By Ritchie Farrell
06/06/2017
The Unites States of America is facing the worst health care crisis of our nation’s history. Over the past two-year period, more Americans died of opiate addiction than died in the entire Vietnam War. Drug overdoses now cause more deaths than gun violence and car crashes. In fact, accidental opioid overdoses are responsible for more deaths in 2015 than HIV/AIDS did at the height of the epidemic in 1995.
However, the AIDS epidemic can be the blueprint for the United States approach to the opioid epidemic. Once America became mobilized against AIDS, Congress orchestrated intensive efforts devoted to training and supporting clinicians, many of whom were new to the treatment of viral infections in immunocompromised patients.
Immediately, a collaboration led to one standardized set of treatment guidelines that were implemented through newly formed AIDS Education and Training Centers. Funding was provided to connect patients with capable providers of wrap-around social services supported by grants from the Ryan White HIV/AIDS Program.
Once America becomes mobilized against the heroin epidemic, similarly, social workers, nurse care managers, and outreach workers could be deployed strategically to help obtain substance-abuse treatment in primary care settings, and funding incentives authorized by the Affordable Care Act (ACA), such as health homes and accountable care organizations, could help cover the costs.
The current treatment guidelines for opioid addiction just do not work. Today, thousands of patients receive medical treatment to relieve opioid withdrawal only during brief detoxification admissions, lose their tolerance to opioids and get discharged with referrals to medication-free residential or outpatient care. Of these patients, 70 to 90 percent quickly relapse and face a high risk of overdose death.
On June 5, 2017, the New York Times reported that drug overdose deaths in 2016 would most likely land someplace between 59,000 and 65,000 Americans. That is a 19 percent rise in deaths from the 52,404 recorded in 2015. Drug overdoses are now the leading cause of death among Americans under 50.
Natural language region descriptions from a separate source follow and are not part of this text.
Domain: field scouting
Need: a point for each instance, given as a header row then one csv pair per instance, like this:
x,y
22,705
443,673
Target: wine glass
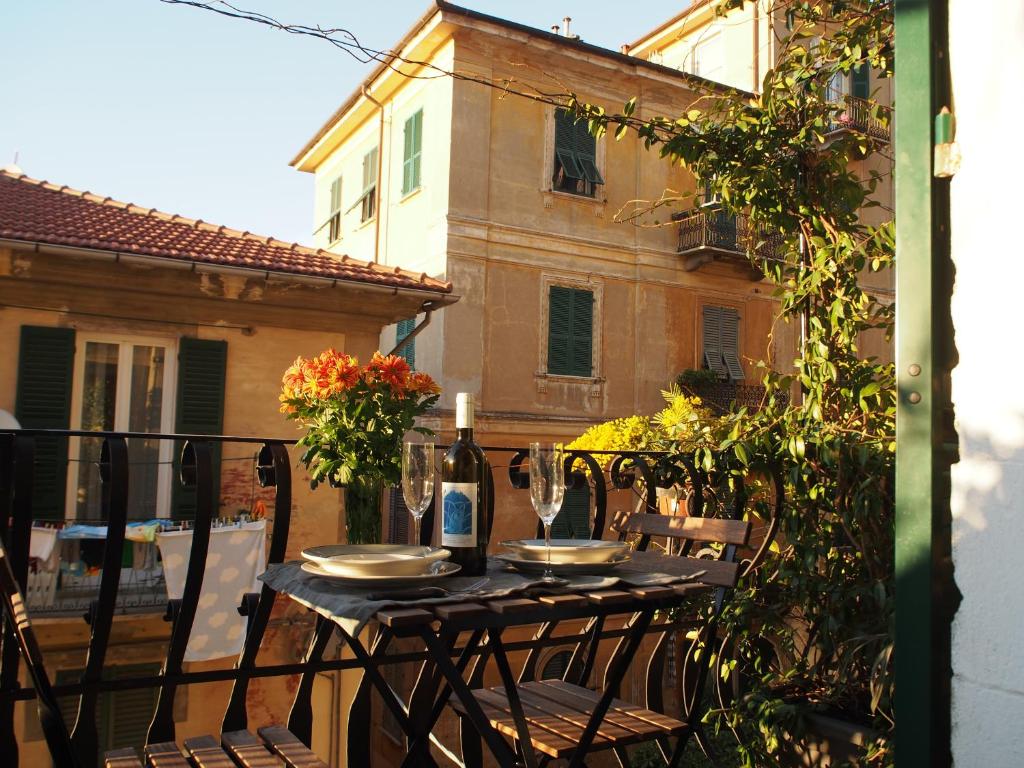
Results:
x,y
547,487
418,479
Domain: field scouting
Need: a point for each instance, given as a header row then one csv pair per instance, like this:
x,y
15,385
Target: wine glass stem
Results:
x,y
547,544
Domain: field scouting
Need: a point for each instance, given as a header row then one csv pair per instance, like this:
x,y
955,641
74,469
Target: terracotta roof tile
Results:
x,y
40,212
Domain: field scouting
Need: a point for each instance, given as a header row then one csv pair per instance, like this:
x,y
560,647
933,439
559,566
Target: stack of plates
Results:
x,y
568,556
379,564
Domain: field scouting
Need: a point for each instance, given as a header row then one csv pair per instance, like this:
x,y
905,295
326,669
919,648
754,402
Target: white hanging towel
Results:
x,y
237,557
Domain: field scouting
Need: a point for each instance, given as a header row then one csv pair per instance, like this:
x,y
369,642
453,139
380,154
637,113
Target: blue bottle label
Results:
x,y
459,514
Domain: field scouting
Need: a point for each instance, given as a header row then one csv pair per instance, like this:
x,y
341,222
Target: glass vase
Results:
x,y
363,511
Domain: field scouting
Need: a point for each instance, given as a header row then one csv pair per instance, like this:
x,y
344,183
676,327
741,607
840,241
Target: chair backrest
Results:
x,y
53,726
730,532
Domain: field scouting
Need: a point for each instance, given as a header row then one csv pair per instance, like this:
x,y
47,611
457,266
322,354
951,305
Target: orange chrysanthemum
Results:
x,y
391,370
421,383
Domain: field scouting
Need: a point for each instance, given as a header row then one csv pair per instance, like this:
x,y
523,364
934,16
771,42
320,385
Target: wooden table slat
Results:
x,y
664,722
543,725
573,714
124,758
460,611
563,601
512,605
635,726
553,745
609,597
652,593
400,617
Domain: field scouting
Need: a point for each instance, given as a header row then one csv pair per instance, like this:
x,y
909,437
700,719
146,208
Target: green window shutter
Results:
x,y
46,357
413,154
860,82
730,342
570,329
409,350
713,340
572,520
202,368
583,333
559,330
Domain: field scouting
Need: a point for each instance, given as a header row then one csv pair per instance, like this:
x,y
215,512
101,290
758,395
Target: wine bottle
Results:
x,y
464,495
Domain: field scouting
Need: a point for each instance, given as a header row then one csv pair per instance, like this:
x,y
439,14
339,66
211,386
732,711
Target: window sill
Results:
x,y
552,195
411,194
593,384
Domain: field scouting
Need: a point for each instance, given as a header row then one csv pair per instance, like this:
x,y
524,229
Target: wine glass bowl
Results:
x,y
418,480
547,488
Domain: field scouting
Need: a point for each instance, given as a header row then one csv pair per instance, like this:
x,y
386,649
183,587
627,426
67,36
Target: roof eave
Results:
x,y
438,297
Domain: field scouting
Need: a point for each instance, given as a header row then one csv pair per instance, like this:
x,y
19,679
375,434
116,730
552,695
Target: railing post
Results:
x,y
114,475
197,468
273,470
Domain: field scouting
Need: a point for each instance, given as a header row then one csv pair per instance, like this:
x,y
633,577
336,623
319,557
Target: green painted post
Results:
x,y
919,374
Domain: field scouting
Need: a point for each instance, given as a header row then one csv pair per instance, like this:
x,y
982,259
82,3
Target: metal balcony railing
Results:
x,y
859,115
710,232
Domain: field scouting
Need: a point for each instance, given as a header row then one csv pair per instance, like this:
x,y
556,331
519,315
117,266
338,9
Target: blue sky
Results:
x,y
181,110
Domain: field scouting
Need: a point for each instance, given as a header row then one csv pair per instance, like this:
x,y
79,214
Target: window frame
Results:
x,y
168,403
412,158
596,360
368,198
570,164
334,219
724,361
548,186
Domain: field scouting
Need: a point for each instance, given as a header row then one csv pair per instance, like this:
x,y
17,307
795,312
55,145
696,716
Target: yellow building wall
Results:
x,y
266,326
But the solution is simple. We need treatment facilities, we need them now, and we need to create a radical model to accomplish the herculean task.
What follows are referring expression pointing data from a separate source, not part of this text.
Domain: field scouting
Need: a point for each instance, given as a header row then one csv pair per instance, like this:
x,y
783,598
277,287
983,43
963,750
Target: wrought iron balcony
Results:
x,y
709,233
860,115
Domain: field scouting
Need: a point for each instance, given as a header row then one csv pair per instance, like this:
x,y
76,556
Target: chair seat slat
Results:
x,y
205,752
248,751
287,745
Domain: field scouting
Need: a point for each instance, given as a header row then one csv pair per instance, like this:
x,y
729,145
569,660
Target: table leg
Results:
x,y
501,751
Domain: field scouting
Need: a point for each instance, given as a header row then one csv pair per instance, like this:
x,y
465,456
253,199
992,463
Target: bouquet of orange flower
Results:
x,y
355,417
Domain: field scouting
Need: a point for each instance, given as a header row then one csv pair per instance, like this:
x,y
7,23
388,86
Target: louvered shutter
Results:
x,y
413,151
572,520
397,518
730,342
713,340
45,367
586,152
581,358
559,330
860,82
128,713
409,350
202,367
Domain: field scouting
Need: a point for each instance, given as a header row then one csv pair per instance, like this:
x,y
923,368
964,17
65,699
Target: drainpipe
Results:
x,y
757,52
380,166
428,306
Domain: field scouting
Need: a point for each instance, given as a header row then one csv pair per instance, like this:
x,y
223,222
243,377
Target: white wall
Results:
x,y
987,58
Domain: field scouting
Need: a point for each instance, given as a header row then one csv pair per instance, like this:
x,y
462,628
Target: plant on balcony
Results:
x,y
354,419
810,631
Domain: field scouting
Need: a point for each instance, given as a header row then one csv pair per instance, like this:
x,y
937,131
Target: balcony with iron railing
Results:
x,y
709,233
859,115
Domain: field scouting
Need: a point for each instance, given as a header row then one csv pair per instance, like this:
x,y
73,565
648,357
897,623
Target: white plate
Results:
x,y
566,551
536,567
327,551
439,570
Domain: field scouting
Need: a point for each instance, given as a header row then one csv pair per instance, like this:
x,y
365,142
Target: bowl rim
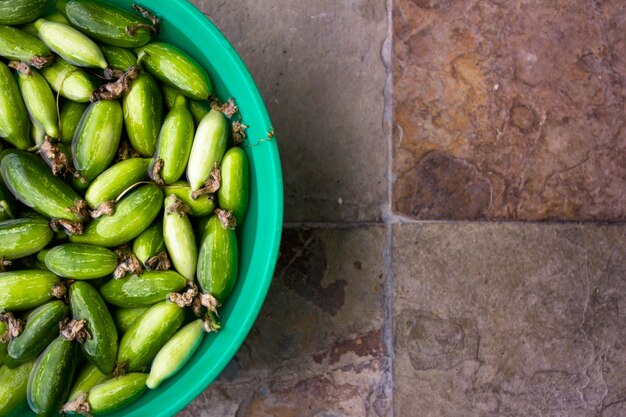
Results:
x,y
272,241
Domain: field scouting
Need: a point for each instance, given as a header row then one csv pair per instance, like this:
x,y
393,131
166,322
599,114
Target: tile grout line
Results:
x,y
387,214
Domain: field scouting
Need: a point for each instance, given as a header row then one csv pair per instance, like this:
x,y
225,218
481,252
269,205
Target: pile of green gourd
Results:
x,y
121,185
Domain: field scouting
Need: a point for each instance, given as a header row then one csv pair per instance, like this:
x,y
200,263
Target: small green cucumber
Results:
x,y
234,190
142,290
115,393
14,121
174,145
8,205
81,261
39,100
30,180
198,108
13,384
40,262
53,17
106,23
41,329
125,317
149,243
217,261
17,45
148,334
21,290
175,353
16,12
71,113
24,237
51,377
133,214
3,343
200,228
118,58
116,179
169,95
143,114
180,240
69,43
97,138
175,68
101,347
201,206
209,145
69,81
88,377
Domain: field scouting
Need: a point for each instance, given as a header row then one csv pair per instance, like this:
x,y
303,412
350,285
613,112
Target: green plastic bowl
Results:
x,y
186,27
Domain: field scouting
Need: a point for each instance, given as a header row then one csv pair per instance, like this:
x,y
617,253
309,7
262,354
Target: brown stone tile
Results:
x,y
318,66
509,320
317,348
509,109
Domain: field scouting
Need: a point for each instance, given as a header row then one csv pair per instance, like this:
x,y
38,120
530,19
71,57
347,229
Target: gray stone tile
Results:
x,y
317,348
495,320
318,66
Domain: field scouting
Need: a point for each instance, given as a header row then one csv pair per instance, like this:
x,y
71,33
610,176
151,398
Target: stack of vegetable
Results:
x,y
122,184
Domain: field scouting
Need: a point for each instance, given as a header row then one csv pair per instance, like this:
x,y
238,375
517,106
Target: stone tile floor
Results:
x,y
392,114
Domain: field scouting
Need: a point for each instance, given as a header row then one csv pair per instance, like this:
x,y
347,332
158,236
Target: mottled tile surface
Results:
x,y
317,348
509,109
509,320
318,66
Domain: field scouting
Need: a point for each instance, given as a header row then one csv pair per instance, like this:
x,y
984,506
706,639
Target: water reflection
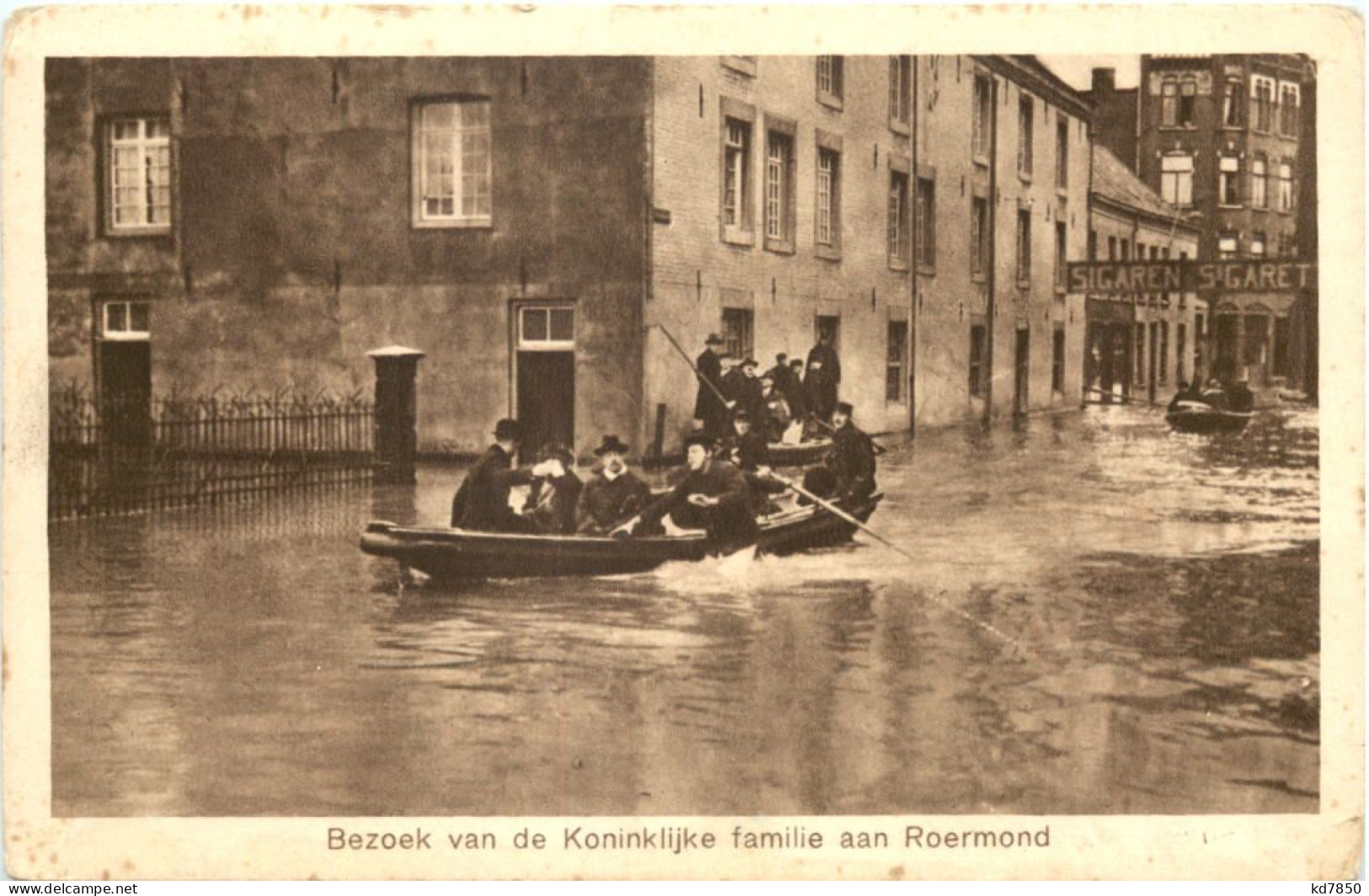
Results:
x,y
1163,589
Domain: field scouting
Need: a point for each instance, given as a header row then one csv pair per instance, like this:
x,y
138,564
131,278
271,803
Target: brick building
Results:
x,y
536,225
1139,344
1222,136
1003,166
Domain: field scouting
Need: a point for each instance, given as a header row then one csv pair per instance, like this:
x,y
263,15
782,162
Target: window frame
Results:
x,y
109,166
420,219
Tim Grover, a Lowell, Massachusetts businessman, buried his 26-year old daughter, Megan in 2014. On Christmas Eve, Megan had to leave a treatment center because of red tape. It is not clear exactly what happened that evening, but it had something to do with insurance mandates for the separation and clarification of detox facilities versus treatment centers.
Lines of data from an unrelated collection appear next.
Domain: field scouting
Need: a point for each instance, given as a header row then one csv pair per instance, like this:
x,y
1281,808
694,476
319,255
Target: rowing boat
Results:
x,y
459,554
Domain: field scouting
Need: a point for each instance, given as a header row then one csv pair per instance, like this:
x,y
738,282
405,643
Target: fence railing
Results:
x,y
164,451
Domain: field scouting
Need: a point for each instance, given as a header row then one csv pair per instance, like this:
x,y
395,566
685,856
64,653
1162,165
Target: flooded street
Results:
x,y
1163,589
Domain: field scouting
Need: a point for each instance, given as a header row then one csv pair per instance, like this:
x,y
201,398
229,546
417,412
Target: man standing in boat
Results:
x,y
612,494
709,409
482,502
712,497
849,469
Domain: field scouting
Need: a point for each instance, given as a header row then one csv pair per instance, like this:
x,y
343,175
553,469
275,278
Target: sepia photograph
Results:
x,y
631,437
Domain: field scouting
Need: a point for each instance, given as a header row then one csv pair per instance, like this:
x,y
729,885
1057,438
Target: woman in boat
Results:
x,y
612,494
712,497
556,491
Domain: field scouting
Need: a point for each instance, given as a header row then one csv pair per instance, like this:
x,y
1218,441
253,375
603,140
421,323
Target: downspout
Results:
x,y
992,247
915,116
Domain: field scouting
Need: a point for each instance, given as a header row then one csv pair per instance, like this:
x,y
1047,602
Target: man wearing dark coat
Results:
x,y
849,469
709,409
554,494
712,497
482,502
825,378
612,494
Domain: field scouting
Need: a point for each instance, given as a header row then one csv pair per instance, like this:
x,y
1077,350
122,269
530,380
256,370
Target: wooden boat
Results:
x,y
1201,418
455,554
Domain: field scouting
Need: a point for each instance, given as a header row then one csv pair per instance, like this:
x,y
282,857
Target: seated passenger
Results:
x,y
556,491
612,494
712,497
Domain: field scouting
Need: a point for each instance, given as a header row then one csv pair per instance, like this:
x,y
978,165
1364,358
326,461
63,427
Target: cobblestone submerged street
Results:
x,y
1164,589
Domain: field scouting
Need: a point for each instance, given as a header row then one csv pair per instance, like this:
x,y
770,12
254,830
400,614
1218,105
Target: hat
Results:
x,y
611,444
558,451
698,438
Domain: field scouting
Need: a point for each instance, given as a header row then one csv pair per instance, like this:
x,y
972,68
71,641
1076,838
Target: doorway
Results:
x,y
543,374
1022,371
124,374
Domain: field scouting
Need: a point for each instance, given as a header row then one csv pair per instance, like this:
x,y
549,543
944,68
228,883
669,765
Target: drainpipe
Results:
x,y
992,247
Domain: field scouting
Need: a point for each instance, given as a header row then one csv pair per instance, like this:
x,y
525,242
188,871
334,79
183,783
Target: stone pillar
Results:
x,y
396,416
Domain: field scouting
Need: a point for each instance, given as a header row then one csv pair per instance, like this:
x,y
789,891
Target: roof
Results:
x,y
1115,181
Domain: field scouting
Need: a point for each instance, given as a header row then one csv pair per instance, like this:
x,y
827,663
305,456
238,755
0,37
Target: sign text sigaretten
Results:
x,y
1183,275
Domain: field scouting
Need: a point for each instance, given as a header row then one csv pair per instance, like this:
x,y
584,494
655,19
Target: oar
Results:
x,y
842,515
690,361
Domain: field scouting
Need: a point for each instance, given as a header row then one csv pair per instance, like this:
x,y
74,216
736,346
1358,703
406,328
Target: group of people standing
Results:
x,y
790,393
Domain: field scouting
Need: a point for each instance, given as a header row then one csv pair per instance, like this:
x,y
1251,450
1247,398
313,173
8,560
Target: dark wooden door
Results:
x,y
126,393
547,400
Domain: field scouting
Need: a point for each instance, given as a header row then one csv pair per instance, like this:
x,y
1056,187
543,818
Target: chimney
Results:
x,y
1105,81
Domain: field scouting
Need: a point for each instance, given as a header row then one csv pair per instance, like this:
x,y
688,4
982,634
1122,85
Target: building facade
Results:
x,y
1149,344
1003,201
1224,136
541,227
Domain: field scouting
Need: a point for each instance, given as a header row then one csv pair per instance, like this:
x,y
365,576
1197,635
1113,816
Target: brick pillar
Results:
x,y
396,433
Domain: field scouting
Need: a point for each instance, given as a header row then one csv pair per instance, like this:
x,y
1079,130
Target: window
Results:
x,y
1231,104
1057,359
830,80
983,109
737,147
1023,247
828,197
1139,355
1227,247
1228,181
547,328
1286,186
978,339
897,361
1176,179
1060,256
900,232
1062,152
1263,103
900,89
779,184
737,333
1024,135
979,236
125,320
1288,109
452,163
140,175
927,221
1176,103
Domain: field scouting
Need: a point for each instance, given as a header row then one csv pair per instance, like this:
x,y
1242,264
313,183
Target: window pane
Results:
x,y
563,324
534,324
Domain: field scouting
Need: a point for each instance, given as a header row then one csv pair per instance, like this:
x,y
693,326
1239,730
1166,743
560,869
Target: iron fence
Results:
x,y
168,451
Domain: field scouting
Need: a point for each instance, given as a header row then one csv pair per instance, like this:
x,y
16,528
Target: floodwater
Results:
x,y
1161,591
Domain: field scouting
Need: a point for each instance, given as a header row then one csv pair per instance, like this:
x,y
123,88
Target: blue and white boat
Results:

No joke, it was something along the lines of my friend’s son who first detoxed himself off heroin in the basement of his mother’s house and then pounded the streets looking for a 30-day treatment facility. The only problem, he was shut-out because he had to be “referred by a licensed detox facility.”
He had no choice but to get high, go to a detox and then attempt long term treatment. Desperate, he did just that. But now his mother visits him in the cemetery. The first bag of heroin he bought was Fentanyl, and it ended his life.
Back to Tim Grover and his daughter, Megan. The Christmas Eve debacle wasn’t their first rodeo. After a serious automobile accident when Megan was 17, she was prescribed OxyContin to treat pain from her injuries. That, unfortunately, like so many countless others, rang the bell that sounded rehab after rehab and relapse after relapse.
But on the night of Dec. 29, 2014, Tim received a phone call from Megan. She was extremely happy. There was a bed available in a Boston treatment facility the next morning. Tim told Megan he loved her and went to bed at rest.
Tomorrow never came. Tim Grover buried Megan on Jan. 5, 2015, and 24 hours later, Tim purchased a vacant Riverside School in Lowell, Massachusetts and opened the residential treatment home for women, Megan’s House, on Sep. 30, 2015. Tim Grover was angry at God, angry at the system that failed his daughter, and felt socially responsible for helping other young women like Megan.
It is time to be socially responsible and mobilize America against this health crisis. We can never Make America Great Again if we just stand by and watch the impact heroin is having on poverty, joblessness, crime, and the deteriorating communities of the Heartland of our great nation.